Llegamos desde Natal a la estación de autobuses de Recife a la hora pico del anochecer. Otra pasajera, una señora recifense, me advirtió que no viajara en metro hasta el centro de la ciudad, pues habría demasiada gente y ladrones y peligro inminente de asalto. Le agradecí el consejo, no le hice caso y me la jugué.
Al subirme al metro, el vagón iba semivacío. Las personas iban sentadas y ensimismadas por el cansancio del día de calor y trabajo. Nadie se miraba a los ojos, ni me sostenía la mirada. Todos iban un poco cabizbajos. Entonces me puse a observar sus pies.
La mayoría, hombres y mujeres, vestían chancletas o sandalias. Sólo algunos adolescentes vestían tenis y algunos uniformados, empleados de tiendas o empresas, vestían zapatos de cuero, o sea, incómodos y calientes.
Los pies de los chancletudos eran anchos, de dedos muy gordos. Las pieles oscuras, de mestizos, mulatos y negros. Las sandalias no eran de cuero. Las chancletas no eran Havaianas a la moda. Las suelas por lo general ya estaban desgastadas.

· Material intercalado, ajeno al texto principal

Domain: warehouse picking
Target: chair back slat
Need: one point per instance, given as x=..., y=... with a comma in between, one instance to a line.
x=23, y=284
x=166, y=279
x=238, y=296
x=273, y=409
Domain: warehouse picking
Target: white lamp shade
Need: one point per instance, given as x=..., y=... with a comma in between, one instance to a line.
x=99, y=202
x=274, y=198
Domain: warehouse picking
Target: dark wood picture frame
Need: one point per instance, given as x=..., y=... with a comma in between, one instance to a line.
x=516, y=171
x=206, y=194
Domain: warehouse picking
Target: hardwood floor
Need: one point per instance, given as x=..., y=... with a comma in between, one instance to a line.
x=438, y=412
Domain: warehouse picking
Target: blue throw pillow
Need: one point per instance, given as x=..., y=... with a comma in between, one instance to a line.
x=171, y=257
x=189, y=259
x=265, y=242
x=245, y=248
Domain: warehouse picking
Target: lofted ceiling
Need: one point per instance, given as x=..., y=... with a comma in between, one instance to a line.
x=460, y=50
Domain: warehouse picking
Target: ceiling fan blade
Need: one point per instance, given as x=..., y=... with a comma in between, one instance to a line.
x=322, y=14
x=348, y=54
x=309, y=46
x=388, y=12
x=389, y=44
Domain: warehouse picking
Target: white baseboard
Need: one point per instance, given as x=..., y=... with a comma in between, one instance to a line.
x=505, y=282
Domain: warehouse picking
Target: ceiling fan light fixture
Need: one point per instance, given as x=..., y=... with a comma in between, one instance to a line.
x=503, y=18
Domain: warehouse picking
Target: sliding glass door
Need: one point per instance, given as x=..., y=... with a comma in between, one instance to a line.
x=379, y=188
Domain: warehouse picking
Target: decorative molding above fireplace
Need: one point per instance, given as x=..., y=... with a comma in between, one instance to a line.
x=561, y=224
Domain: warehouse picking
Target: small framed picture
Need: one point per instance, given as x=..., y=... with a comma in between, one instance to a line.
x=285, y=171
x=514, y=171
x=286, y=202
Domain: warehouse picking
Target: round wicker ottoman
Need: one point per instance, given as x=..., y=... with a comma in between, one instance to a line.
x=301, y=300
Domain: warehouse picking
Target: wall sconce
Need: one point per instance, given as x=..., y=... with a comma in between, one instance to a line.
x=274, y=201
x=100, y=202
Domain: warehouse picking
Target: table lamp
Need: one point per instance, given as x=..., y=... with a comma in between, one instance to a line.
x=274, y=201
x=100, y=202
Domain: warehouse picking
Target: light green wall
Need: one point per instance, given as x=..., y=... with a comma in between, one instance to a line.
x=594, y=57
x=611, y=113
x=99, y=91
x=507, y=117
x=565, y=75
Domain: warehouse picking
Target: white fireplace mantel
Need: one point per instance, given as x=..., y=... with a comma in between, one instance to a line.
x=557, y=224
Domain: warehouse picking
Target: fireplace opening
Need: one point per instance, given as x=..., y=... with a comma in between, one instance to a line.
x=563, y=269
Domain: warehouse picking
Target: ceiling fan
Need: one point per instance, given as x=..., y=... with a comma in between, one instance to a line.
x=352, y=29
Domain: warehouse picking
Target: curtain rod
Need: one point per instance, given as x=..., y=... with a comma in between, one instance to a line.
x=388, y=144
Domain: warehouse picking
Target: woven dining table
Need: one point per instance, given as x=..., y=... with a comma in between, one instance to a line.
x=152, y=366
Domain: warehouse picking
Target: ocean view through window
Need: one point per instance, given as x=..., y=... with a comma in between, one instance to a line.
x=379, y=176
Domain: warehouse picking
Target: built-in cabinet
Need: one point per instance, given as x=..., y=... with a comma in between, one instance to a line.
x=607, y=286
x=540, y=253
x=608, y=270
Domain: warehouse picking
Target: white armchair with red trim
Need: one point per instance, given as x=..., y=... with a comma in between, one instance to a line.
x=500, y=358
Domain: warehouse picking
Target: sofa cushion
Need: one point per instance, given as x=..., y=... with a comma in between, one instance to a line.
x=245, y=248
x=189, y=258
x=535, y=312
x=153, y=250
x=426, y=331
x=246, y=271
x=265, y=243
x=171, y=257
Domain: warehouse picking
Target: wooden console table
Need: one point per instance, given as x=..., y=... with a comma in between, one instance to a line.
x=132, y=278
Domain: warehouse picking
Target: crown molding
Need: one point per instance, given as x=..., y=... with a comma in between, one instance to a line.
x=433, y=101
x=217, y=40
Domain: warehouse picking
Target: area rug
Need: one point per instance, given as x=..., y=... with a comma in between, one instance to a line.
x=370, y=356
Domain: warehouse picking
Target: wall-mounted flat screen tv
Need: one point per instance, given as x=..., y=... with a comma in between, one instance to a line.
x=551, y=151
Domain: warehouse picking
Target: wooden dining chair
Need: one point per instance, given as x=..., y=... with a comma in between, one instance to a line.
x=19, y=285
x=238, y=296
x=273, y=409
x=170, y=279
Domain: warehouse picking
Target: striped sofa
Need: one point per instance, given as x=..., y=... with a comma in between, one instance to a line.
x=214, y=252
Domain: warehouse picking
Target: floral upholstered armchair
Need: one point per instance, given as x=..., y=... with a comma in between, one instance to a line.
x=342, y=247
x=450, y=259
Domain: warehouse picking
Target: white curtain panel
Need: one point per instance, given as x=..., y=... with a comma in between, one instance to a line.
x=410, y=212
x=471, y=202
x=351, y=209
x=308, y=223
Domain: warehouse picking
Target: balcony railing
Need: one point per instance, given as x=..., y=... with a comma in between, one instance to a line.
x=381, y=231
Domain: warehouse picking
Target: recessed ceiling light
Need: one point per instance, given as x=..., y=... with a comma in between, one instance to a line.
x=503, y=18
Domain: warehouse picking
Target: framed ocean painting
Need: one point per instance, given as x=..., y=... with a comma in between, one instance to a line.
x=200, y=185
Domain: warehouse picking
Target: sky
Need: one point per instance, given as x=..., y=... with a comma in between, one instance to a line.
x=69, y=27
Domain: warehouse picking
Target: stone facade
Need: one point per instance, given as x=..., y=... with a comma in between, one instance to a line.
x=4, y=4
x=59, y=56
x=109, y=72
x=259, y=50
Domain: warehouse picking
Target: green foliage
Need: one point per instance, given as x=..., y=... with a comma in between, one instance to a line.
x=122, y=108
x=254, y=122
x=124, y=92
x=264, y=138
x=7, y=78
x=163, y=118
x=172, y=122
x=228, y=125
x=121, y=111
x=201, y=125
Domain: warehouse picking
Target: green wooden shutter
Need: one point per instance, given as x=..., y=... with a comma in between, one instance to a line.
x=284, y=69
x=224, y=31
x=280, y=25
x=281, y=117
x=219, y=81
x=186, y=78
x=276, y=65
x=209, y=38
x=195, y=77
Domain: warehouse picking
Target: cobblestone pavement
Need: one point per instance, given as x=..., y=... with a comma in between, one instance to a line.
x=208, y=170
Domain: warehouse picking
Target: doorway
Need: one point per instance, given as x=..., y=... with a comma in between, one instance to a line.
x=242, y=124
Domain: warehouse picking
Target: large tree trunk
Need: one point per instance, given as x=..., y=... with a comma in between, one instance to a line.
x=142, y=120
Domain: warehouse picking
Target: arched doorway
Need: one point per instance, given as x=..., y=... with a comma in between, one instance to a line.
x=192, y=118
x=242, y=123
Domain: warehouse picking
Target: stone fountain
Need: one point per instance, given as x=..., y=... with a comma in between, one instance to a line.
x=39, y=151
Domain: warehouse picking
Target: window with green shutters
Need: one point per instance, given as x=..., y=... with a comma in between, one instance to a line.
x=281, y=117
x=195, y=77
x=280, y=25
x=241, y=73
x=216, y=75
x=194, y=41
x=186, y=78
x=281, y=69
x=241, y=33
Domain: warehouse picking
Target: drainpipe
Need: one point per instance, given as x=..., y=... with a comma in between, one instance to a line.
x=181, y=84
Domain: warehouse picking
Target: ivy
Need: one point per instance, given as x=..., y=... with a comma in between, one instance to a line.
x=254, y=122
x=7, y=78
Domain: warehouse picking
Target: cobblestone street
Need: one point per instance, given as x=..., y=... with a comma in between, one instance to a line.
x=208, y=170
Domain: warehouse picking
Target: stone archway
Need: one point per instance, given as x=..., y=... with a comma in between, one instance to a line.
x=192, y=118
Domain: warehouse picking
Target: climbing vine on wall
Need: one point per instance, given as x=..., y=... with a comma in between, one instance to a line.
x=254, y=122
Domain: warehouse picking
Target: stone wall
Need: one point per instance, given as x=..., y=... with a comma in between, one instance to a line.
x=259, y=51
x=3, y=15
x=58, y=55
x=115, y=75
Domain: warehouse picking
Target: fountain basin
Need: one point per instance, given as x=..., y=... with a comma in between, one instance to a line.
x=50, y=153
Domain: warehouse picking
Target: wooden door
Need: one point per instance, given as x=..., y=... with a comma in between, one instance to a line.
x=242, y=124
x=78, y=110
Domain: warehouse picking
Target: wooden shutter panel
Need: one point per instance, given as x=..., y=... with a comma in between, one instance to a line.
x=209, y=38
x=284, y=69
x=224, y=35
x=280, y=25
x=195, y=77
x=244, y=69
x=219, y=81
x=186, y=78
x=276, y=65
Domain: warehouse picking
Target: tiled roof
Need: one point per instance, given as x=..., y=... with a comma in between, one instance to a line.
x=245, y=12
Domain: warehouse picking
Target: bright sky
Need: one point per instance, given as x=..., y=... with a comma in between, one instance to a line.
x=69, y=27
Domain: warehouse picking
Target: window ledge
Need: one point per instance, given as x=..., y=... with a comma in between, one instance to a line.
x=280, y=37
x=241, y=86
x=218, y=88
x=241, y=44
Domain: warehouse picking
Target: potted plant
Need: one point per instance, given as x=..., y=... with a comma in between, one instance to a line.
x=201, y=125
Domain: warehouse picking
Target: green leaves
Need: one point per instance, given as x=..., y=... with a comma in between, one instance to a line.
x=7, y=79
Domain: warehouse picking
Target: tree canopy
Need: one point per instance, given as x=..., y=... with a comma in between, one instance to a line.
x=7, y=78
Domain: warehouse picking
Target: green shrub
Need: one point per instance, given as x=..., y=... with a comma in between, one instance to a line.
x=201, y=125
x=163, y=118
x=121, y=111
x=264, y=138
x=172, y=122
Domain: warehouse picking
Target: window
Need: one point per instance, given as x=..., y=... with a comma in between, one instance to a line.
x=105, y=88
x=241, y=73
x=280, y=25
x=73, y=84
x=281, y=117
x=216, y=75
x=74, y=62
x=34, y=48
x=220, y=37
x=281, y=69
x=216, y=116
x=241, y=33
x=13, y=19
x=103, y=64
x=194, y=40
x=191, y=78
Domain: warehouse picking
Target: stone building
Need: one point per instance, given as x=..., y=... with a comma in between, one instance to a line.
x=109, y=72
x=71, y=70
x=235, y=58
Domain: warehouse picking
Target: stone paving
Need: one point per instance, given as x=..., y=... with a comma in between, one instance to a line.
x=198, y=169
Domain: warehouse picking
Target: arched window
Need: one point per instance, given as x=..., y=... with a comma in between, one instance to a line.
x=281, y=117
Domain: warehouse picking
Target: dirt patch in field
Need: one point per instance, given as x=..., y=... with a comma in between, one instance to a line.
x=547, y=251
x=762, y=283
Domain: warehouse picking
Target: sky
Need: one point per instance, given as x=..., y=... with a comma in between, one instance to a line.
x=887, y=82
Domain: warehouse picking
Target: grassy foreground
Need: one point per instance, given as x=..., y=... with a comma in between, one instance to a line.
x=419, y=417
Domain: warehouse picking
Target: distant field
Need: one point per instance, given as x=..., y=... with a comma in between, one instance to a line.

Recordé que días antes en el Shopping Recife estuve a punto de comprar un par de Havaianas solamente porque eran rojas con gris y combinaban con mi bermuda. Pero me acordé de la simplicidad thoreauviana (y badillana) y no lo compré. Menos mal. En aquel vagón, donde todo mundo era pulseador y a nadie le sobraban reales, me hubiera sentido decepcionado de mí mismo.